The Minnesota State GOP Central Committee had its big annual meeting over the weekend.
The act that’s gotten the most publicity has been its vote to boot over a dozen former MNGOP elected officials from the party for supporting Tom Horner during the gubernatorial campaign just past. By a 58-55 vote, the committee banned…:
They’re not allowed to be delegates at conventions for the next two years, among other things – not that that was likely anyway, as Party Chair Tony Sutton noted:
“I get frustrated because a lot of people on that list only come out and say they’re Republicans when the want to stick it to Republicans,” Sutton said. “The rest of the time they say they’re an independent or a Democrat and support nothing but Democrats.
Sutton’s right there; none of these people have been active in any way as “Republicans” in years, maybe decades – except to come out and use their old affiliation against the party.
Some of the usual suspects – almost all of them DFLers – are caterwauling about the move, calling it a “purge” or a “witch hunt”.
Here’s two suggestions for any DFLers shedding crocodile tears over the expulsions of people who, let’s remember, campaigned against the party’s endorsed candidate this past election:
- Remember Randy Kelly. You do remember Randy Kelly, don’t you? Saint Paul’s last successful mayor? Held the line on property taxes? After along career as a loyal DFL soldier, he endorsed George W. Bush in 2004 – rightly, in hindsight. And the party’s long knives came out.

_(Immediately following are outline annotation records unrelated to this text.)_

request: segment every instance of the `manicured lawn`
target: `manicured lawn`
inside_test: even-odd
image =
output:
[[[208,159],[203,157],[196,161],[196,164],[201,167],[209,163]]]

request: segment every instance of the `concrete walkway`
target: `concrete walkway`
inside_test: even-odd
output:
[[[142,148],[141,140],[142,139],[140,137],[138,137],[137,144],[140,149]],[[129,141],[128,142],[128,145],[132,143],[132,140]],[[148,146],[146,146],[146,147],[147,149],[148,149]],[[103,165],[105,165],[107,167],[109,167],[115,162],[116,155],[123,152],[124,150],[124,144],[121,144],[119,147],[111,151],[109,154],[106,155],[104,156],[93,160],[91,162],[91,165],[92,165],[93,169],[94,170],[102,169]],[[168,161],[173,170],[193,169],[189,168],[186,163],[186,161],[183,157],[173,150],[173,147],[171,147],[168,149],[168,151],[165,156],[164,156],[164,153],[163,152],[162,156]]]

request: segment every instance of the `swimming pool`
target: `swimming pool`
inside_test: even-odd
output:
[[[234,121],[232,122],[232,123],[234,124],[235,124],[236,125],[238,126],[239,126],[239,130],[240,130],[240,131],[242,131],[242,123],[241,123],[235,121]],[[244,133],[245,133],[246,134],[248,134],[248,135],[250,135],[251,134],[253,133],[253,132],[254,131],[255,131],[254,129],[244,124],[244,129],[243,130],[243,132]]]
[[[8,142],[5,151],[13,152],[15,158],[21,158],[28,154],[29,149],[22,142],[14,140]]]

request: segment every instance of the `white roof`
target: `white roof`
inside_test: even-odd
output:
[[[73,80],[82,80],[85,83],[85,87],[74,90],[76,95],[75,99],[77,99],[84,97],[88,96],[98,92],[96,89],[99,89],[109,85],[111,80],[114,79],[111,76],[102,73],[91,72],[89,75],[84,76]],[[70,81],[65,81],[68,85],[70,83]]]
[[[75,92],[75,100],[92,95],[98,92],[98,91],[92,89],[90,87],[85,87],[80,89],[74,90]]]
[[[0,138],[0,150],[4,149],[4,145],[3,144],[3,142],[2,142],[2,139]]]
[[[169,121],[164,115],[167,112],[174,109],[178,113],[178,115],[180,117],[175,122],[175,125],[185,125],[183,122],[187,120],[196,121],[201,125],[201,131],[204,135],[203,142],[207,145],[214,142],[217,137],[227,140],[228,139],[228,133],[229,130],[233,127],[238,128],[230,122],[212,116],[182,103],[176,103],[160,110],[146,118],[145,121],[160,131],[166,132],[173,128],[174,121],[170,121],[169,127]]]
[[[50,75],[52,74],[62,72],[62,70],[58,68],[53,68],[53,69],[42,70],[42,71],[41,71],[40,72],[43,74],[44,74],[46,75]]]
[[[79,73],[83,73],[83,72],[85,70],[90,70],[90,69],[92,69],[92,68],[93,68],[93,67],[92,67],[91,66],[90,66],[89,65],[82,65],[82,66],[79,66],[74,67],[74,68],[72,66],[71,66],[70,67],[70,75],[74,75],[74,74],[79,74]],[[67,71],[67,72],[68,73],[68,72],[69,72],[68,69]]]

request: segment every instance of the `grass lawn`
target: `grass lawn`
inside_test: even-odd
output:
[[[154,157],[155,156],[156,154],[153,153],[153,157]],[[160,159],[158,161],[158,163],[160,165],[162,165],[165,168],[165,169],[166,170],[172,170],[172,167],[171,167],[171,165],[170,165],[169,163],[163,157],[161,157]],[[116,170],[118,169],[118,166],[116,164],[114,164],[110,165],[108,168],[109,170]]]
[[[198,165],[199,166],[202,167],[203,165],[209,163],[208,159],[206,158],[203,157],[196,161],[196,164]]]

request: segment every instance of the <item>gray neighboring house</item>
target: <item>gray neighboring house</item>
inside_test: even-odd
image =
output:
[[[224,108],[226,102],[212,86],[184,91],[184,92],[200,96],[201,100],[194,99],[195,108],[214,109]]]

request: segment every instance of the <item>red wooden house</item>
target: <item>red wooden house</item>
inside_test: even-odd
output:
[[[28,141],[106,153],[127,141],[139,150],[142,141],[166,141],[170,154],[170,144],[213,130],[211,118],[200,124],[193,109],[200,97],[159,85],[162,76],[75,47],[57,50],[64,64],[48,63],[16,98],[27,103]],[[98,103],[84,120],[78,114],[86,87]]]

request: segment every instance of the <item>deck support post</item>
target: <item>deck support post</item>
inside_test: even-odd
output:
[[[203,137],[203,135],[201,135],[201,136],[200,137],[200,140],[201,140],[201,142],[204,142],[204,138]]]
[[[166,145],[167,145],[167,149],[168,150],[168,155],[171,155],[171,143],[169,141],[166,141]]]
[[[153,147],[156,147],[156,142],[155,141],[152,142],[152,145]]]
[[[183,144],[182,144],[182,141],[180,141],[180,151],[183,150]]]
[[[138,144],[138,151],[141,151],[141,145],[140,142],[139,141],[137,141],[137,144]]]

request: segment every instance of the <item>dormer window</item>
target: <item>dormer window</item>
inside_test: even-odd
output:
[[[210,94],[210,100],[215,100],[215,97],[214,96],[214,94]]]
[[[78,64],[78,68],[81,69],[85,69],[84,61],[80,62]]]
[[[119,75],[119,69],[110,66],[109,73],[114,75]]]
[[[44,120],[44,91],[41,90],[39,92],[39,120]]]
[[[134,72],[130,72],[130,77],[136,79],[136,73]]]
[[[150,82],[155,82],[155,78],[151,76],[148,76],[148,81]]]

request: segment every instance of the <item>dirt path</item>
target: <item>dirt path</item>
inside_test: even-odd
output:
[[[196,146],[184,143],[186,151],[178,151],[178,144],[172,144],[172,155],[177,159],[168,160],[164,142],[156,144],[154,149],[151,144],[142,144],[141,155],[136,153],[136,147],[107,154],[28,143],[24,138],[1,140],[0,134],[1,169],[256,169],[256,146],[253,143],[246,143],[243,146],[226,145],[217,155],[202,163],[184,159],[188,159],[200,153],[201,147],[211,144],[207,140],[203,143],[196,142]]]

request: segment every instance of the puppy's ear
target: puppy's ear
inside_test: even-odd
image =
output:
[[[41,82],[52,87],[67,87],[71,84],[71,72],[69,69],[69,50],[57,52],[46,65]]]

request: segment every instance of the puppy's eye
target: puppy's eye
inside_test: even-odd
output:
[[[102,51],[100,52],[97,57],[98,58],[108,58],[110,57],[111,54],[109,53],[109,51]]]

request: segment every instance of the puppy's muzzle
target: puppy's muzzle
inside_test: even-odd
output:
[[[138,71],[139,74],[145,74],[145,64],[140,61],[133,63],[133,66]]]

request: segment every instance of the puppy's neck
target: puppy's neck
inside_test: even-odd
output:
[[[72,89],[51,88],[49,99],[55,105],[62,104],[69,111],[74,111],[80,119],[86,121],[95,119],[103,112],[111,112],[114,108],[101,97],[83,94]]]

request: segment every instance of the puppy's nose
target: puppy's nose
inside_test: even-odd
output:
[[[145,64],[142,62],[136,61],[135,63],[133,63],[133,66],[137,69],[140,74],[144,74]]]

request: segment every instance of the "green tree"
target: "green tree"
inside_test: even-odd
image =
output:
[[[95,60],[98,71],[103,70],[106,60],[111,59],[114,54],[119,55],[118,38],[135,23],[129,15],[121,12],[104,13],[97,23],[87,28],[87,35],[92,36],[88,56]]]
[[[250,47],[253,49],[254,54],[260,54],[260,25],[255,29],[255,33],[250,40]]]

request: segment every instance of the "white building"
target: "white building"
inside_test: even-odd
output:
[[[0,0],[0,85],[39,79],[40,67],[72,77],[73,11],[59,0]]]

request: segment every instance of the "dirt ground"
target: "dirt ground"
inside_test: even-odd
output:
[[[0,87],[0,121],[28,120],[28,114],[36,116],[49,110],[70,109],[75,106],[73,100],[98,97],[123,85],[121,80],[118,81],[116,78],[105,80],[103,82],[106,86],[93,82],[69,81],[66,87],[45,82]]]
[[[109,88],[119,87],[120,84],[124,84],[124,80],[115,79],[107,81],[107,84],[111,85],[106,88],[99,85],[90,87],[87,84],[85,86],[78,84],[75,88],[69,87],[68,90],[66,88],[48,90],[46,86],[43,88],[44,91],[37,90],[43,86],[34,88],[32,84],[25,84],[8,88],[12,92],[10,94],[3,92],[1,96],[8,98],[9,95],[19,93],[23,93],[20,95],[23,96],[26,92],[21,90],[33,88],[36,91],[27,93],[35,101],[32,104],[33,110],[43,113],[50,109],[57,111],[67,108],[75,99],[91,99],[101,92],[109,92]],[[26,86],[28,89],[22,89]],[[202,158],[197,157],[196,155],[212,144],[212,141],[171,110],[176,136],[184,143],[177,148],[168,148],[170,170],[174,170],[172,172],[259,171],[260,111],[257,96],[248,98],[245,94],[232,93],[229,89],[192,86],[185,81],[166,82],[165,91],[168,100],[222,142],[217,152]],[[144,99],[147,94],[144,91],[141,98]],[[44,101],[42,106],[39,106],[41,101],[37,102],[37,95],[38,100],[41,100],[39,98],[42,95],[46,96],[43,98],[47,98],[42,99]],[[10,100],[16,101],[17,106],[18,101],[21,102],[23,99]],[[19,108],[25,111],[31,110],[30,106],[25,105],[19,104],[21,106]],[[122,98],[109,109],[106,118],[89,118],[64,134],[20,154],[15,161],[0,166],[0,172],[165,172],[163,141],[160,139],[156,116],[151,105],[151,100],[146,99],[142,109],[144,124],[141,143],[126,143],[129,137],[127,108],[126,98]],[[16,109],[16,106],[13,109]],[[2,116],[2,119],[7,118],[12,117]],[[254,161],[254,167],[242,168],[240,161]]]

- Why not start a party of your own?: And when you do, you can write rules about how your party’s members are supposed to behave as re campaigning against the party! So next election when, say, “DFLers for Laura Brod!” starts getting some publicity, you can climb up on the tall horse of principle and say “These people are members in good standing of our big, big, big tent party!”
But until they do, just hush. Our party – our party – did just fine this cycle without a bunch of people who once called themselves “republicans” but governed like Democrats.
Look – there’s a case to be made that the party shouldn’t be in the retribution business – and a better one, I think, that the party has every right to protect its own brand from being undercut by its former elected officials. The GOP owns its own brand – not the DFL, and not Lori Sturdevant.
In an excellent piece over the weekend, Craig Westover also hits the “Brand Defense” angle:
Those rebuked by the Minnesota GOP were of value to the Horner campaign primarily because of their one-time endorsement by the Republican Party of Minnesota. They were sought out and welcomed by the Horner campaign because of the Republican brand. Their coming out for Horner was headlined by the Republican brand. What made the story significant was the Republican brand. What the Minnesota GOP has the obligation to protect is the Republican brand…
…A “Progressive Republican” is nothing more than a Progressive who used to be a Republican. The action by the GOP State Central Committee banning Horner supporters from participating in Republican Party activities simply makes them honest souls by wedding them to their actions.
There’s a case to be made that the party should “reach out” to “moderates”, and find a place for them in the party. There’s a better case to be made that that outreach needs to be met halfway; not by supporting a DFL-lite hamster like Horner for governor against the endorsed candidate, and that the party doesn’t need to tolerate former members dusting off their old titles and waving them against the party.